Ilustrasi penggunaan masker. (Pexels/Tara Winstead)
LAMPUNG - Pemerintah Provinsi Lampung menemukan adanya tren peningkatan kasus infeksi saluran pernapasan akut (ISPA) di sejumlah wilayah, meski data keseluruhan masih dalam proses inventarisasi.
Data sementara menunjukkan dampak kesehatan mulai terlihat di Kabupaten Tanggamus. Pada 5 September tercatat 52 kunjungan ke fasilitas kesehatan dengan 46 kasus ISPA, kemudian pada 6 September jumlah kunjungan meningkat menjadi 158 dengan 76 kasus ISPA.

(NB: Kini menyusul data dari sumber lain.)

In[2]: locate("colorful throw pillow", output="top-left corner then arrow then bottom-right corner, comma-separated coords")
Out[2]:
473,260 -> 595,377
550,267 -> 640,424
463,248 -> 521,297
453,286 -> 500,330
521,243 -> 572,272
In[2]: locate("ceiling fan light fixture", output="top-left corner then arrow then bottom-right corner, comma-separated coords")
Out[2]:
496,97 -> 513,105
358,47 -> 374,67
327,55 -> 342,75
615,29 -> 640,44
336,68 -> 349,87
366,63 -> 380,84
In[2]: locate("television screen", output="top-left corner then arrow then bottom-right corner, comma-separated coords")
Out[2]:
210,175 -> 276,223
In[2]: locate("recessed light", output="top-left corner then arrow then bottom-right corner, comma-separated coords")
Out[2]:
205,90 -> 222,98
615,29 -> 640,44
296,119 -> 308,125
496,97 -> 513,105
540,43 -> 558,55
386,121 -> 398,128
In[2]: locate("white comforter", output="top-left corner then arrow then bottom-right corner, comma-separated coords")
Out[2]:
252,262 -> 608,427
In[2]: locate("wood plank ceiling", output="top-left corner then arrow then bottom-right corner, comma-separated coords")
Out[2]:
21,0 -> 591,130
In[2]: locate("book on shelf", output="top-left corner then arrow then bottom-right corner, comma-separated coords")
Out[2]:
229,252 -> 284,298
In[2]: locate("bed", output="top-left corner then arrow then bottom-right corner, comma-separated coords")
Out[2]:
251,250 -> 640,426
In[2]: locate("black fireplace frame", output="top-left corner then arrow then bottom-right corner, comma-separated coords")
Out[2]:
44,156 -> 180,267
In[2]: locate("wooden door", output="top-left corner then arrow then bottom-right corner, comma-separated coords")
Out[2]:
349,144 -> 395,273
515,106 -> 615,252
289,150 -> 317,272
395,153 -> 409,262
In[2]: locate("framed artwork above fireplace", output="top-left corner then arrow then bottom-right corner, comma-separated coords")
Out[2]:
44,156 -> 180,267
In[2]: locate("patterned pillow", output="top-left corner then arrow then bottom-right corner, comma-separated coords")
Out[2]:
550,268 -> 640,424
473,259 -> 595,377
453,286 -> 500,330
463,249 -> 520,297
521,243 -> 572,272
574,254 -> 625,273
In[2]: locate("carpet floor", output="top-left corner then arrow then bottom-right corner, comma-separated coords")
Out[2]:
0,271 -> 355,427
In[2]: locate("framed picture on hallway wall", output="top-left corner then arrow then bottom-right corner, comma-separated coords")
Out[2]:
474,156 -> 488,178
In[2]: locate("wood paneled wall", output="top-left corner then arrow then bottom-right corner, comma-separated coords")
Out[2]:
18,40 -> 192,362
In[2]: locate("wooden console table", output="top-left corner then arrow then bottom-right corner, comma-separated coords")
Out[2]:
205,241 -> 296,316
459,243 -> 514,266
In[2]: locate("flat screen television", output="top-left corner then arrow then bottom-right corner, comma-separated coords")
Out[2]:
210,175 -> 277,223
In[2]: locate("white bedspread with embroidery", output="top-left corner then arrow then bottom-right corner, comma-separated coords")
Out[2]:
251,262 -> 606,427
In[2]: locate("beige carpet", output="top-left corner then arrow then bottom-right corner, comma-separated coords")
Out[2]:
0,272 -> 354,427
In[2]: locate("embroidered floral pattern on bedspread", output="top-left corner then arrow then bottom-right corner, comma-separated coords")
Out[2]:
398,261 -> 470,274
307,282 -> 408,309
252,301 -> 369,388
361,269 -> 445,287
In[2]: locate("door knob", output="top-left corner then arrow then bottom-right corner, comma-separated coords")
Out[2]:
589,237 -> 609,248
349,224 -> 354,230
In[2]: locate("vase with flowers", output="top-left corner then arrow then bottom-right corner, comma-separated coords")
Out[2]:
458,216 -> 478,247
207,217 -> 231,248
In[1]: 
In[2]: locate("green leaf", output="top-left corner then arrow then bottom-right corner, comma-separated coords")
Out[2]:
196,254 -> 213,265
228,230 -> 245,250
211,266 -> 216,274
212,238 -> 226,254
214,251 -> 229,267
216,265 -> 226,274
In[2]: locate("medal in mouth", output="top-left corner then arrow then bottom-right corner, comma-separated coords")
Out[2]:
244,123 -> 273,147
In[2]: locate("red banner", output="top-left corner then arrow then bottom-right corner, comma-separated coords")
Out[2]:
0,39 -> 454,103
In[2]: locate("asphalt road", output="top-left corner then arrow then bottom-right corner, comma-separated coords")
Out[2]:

Pemeriksaan sampel abu vulkanik oleh Laboratorium Kesehatan Daerah (Labkesda) menunjukkan terdapat partikel berukuran sekitar 5 hingga 10 mikrometer dengan permukaan tidak beraturan dan cenderung tajam.
Partikel tersebut perlu diwaspadai karena berpotensi menyebabkan iritasi pada saluran pernapasan, mata, dan kulit.
Baca juga: Status Anak Krakatau Masih Siaga, Wagub Lampung Minta Warga Tetap Tenang
Wakil Gubernur Lampung, Jihan Nurlela, meminta masyarakat yang berada di wilayah terdampak membatasi aktivitas fisik di luar rumah.
"Jika aktivitas di luar tidak dapat dihindari, warga dapat menggunakan masker, baju lengan panjang, serta pelindung mata seperti kacamata atau goggles," kata Jihan dalam konferensi pers update Gunung Anak Krakatau, di Pusdalops BPBD Lampung, Senin (7/9/2026).
Jihan juga memberikan perhatian khusus kepada kelompok rentan, yakni anak-anak, lanjut usia, ibu hamil, serta masyarakat yang memiliki gangguan pernapasan.
"Mereka perlu diawasi lebih intensif oleh keluarga dan petugas kesehatan selama paparan abu vulkanik masih berlangsung," ujarnya.
Baca juga: Itera Pantau Kualitas Udara di Tengah Paparan Abu Vulkanik, Begini Hasilnya
Masyarakat juga diminta menutup pintu dan jendela rumah ketika paparan abu masih terjadi. Saat membersihkan abu, warga dianjurkan tidak menyapunya dalam kondisi kering agar abu tidak kembali beterbangan dan terhirup.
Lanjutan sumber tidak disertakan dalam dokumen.